6.  In paragraph No. 6 of the plaint of the suit for recovery of maintenance and for implementation of clause-17 of the Nikah Nama, Respondent No. 3 has admitted that on the next date of the marriage, the petitioner has already taken 7-Tolas of gold bangles with a promise that he would purchase gold articles of equal weight for Respondent No. 3 in future but he could not do so. In the written statement to the suit for restitution of conjugal rights, Respondent No. 3 in Paragraph No. 4 stated that she was beaten and expelled by the petitioner on 5.10.2009 without the gold ornaments. She could not prove either through her pleadings or in her statement that apart from the said bangles, she had any other gold ornaments. On the other hand, her plea that vide clause-17 of the Nikah Nama she was to retain 10-Tolas of gold ornaments were the same which, according to her, were given to her on the eve of marriage by the petitioner and were taken on the following morning. Admittedly, they were not purchased by the petitioner.Meaning thereby that they were not in her use since the wedding night. Under clause-20 of the Nikah Nama, the maintenance at the rate of Rs.2000/ per month and Rs.50,000/- were the conditions imposed which were made applicable only on the desertion by Respondent No. 3. Any such condition does not come within the category of Item No. 9 of the schedule under section 5 of the Muslim Family Courts Act, 1964. Moreover this condition was also required to be mentioned on a document before writing under the clause-20.
7.  Admittedly, the stand of the petitioner is that he is willing to take the respondent back and will abide by all reasonable conditions imposed by Respondent No. 3 were not reciprocated her. In the presence of decree for restitution of conjugal rights, the condition of payment of Rs.50,000/- on desertion does not become operative. Moreover, clause-17 of the Nikah Nama imposing such condition does not come within the ambit  of  Section  130  of  Transfer  of  Property  Act as actionable claim. Reliance is placed upon the case of Syed Mukhtar Hussain Shah vs. Mst. Saba Imtiaz (PLD 2011 SC 260)

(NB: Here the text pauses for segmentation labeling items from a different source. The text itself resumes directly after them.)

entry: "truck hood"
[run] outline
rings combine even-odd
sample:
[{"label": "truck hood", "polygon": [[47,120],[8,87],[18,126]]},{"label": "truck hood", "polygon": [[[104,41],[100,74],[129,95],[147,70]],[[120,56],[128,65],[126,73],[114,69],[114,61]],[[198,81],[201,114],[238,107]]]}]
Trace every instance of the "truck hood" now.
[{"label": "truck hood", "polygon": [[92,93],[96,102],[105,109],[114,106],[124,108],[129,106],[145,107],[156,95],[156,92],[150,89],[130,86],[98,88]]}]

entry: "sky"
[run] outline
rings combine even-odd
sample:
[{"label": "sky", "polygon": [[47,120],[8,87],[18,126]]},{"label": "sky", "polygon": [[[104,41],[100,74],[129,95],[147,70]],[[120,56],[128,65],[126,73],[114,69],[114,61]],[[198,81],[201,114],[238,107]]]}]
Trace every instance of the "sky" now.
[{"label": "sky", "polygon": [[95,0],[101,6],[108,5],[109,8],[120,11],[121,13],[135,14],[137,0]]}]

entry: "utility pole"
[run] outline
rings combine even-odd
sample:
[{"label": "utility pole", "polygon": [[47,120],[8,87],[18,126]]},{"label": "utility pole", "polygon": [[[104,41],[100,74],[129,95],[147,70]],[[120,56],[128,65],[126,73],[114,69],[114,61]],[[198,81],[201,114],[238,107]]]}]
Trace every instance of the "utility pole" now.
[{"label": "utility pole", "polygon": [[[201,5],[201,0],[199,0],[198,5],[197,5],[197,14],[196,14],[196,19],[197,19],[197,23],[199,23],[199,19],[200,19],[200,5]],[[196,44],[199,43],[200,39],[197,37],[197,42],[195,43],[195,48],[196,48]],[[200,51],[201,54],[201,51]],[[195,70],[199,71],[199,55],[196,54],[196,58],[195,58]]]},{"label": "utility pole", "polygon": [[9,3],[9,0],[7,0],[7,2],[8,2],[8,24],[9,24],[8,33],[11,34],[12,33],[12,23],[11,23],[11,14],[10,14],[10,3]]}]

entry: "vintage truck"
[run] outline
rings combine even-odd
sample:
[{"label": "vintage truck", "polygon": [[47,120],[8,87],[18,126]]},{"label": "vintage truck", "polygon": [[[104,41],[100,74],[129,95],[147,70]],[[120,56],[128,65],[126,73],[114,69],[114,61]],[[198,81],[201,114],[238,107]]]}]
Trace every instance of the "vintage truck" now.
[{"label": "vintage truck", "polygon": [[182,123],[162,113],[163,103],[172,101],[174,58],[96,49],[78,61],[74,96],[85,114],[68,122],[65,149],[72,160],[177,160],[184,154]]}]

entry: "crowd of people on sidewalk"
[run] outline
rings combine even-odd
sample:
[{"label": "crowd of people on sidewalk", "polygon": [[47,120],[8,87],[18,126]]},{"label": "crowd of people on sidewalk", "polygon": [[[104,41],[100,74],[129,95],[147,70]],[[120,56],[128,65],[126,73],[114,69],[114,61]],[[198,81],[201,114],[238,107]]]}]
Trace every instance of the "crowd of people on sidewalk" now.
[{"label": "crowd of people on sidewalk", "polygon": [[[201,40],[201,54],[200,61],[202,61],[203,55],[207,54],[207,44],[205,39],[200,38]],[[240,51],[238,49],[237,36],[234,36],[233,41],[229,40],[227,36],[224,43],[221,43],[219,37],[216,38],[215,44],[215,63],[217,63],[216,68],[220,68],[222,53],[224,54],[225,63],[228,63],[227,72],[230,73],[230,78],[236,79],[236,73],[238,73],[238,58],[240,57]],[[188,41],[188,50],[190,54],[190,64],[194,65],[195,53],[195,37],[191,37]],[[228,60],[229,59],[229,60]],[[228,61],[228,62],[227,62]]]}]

8.  As far as payment of maintenance to the wife is concerned, suffice it to say that as long as wife carries the name of the husband, she is entitled to at least some acknowledgement in the form of maintenance by the husband. After all, in this case, Respondent No. 3 is bringing up Respondent No. 4, the minor who is his daughter. I, therefore, respectfully disagree with the judgments of Single Judge of this Court reported as Sakina Bibi v. Muhammad Latif. etc. [2003 S.D. 350], Arshad Ali v. Additional District Judge, Vehari and others [2002 CLC 1450].
9.  For the foregoing reasons, this writ petition is partly allowed to the extent of imposition of condition of clause-17 and claim under clause-20 of the Nikah Nama and dismissed to the extent of maintenance granted to Respondent No. 3 for carrying the marriage bond intact, since the decree for restitution of conjugal rights has already become final.